Śląsk Cieszyński, położony po obu stronach rzeki Olzy i podzielony polsko-czeską granicą, był kiedyś typowo kresowym regionem. Historycznie był częścią Górnego Śląska, który w jakimś sensie też miał i ma trochę kresowy charakter. Kiedy w XVIII wieku, po przegranej wojnie, Austria utraciła większość Śląska na rzecz Prus, Śląsk Cieszyński pozostał jednak przy Austrii i zaczął być traktowany jako odrębny region. Większość mieszkańców utożsamiała się z polskością, ale była tam też liczna mniejszość czeska i niemiecka.
Po I Wojnie Światowej Śląsk Cieszyński stał się przedmiotem konfliktu między Polską a Czechosłowacją. Początkowo były negocjacje, mediacje, planowano plebiscyt. Kiedy wojsko polskie było zaangażowane w walki na wschodzie, armia czechosłowacka wykorzystała ten czas do wbicia nam noża w plecy. Zorganizowana siłami społecznymi ochotnicza Milicja Polska Księstwa Cieszyńskiego, mimo bohaterskiej walki, przegrała z regularnymi i czterokrotnie silniejszymi siłami przeciwnika. Ustalona wtedy granica na Olzie została uznana w 1920 r. przez państwa Ententy. W 1938 r. odbiliśmy Zaolzie też w mało chwalebnych okolicznościach, bo wtedy, gdy Niemcy zabierali im Sudety. W konflikcie o Śląsk Cieszyński — moim zdaniem — dla obu stron, hańbiące było nie tyle użycie siły, ile właśnie okoliczności, w których wbijaliśmy sobie nóż w plecy.

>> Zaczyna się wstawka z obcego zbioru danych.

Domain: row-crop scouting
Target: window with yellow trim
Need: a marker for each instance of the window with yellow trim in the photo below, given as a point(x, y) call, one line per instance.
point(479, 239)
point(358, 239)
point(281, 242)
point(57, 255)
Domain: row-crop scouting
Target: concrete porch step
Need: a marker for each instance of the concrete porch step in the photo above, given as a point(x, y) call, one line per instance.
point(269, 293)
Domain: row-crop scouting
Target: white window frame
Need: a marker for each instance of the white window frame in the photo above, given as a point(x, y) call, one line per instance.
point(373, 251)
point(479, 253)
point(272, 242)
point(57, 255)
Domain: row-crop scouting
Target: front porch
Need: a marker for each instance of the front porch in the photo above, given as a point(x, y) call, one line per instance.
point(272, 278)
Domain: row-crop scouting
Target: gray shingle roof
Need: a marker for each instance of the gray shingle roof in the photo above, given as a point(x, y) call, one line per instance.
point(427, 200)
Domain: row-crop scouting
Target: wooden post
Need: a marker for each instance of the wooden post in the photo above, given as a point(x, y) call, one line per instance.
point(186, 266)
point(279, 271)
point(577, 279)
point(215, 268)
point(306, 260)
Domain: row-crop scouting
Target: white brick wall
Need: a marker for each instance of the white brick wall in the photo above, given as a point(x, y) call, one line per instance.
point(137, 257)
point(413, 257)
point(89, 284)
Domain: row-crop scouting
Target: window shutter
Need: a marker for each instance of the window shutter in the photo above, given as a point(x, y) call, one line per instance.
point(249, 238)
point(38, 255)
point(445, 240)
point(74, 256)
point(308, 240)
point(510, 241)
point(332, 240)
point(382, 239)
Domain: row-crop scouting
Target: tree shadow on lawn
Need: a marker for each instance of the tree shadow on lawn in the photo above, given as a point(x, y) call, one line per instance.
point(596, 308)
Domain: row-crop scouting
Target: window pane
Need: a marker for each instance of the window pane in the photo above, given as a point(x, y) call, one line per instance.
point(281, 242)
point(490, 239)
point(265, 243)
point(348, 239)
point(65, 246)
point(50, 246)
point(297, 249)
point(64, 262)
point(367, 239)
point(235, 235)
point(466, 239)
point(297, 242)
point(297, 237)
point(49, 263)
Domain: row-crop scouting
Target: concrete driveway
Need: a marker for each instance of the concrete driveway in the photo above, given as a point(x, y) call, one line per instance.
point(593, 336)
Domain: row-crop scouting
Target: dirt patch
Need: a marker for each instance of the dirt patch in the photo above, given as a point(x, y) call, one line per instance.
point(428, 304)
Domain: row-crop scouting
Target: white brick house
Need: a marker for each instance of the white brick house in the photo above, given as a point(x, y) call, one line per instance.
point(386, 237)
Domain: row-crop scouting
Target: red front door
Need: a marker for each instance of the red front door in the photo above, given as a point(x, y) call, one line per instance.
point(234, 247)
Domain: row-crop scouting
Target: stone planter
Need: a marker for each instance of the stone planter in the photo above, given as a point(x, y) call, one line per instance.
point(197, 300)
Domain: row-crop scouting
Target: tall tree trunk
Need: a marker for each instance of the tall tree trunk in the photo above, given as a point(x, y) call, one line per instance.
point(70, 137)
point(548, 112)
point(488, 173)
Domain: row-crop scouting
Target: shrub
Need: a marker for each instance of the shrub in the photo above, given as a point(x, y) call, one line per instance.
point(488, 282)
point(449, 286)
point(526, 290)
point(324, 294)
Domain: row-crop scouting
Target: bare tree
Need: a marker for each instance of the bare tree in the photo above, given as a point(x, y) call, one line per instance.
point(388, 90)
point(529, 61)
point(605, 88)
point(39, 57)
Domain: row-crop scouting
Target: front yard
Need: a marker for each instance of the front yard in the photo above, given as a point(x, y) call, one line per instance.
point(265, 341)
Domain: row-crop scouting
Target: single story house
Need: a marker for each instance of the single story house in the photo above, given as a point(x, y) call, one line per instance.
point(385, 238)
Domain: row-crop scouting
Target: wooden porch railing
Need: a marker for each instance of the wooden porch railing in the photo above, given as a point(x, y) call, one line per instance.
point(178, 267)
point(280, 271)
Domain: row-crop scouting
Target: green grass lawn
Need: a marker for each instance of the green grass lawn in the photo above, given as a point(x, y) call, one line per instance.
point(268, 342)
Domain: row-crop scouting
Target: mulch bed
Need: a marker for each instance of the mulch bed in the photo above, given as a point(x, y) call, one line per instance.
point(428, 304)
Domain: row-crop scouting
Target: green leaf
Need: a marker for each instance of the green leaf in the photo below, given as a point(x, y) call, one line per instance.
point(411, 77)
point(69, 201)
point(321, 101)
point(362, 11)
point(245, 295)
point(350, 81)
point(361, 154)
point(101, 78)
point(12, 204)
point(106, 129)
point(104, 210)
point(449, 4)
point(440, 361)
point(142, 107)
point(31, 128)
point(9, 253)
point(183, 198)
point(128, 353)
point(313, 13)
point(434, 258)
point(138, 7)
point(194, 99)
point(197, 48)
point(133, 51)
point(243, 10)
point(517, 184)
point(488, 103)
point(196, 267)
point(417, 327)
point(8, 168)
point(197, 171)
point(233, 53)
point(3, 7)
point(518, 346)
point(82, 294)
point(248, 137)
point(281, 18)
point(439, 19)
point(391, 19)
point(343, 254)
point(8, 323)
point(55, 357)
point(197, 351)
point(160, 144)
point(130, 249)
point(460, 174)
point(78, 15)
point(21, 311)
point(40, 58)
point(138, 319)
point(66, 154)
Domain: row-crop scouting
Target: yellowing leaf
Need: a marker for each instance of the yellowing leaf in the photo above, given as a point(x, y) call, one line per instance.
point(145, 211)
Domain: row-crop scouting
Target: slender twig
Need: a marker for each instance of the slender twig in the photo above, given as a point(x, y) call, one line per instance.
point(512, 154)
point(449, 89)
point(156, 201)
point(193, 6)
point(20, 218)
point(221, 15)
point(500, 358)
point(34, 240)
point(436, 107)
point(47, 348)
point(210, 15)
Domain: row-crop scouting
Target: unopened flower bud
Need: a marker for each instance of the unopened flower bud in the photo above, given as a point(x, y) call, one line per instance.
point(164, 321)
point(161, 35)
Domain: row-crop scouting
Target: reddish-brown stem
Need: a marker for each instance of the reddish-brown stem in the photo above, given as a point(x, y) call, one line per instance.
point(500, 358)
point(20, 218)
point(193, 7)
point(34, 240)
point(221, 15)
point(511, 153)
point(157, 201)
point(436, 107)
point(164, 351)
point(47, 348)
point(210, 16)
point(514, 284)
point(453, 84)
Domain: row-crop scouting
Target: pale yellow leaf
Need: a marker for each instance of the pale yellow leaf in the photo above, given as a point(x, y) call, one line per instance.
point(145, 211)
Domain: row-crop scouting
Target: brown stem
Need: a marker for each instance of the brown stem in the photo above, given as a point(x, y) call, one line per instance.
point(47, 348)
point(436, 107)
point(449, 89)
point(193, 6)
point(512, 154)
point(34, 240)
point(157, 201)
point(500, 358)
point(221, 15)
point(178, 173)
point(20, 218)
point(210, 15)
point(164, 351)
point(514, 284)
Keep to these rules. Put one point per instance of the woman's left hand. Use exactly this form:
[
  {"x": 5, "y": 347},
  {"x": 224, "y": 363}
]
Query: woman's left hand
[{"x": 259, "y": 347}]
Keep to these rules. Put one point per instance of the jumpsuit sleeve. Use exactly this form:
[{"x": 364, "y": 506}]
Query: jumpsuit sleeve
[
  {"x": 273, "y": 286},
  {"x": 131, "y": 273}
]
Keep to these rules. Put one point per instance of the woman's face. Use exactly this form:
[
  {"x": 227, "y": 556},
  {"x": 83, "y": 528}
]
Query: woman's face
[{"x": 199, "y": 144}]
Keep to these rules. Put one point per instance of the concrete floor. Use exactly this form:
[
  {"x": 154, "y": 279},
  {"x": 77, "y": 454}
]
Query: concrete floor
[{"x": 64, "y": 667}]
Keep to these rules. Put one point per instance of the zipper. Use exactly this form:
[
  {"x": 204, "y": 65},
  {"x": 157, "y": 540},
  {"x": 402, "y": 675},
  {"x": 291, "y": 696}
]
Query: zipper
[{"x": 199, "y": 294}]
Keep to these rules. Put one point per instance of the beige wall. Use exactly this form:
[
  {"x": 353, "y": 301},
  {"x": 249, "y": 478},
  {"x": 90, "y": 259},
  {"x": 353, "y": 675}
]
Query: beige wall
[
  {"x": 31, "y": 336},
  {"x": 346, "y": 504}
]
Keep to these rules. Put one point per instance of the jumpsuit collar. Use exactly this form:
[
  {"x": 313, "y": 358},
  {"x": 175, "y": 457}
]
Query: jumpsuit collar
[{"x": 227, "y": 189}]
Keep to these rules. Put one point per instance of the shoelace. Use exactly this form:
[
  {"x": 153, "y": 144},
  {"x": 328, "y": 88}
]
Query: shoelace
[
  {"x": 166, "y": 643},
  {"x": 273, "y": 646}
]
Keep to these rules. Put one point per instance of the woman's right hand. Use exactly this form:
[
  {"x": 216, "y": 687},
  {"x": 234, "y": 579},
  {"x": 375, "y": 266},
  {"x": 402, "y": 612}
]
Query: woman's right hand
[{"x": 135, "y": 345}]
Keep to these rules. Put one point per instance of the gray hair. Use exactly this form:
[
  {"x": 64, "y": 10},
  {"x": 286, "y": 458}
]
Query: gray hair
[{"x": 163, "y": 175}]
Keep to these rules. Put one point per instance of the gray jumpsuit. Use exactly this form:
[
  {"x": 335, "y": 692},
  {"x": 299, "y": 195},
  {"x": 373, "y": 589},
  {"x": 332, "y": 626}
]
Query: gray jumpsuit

Po ostrym konflikcie Czesi chcieli pokazać „czeskość” Śląska Cieszyńskiego a Polacy jego „polskość”. Nie było więc już miejsca na kresowość. Kiedy byłem kilkanaście lat temu w czeskim Cieszynie, na ulicach i w hospodach czułem taką samą atmosferę jak w innych czeskich miastach. Podobnie nasz Cieszyn stał się „standardowo” polski, a gdzie jest narodowy standard, tam już nie ma Kresów.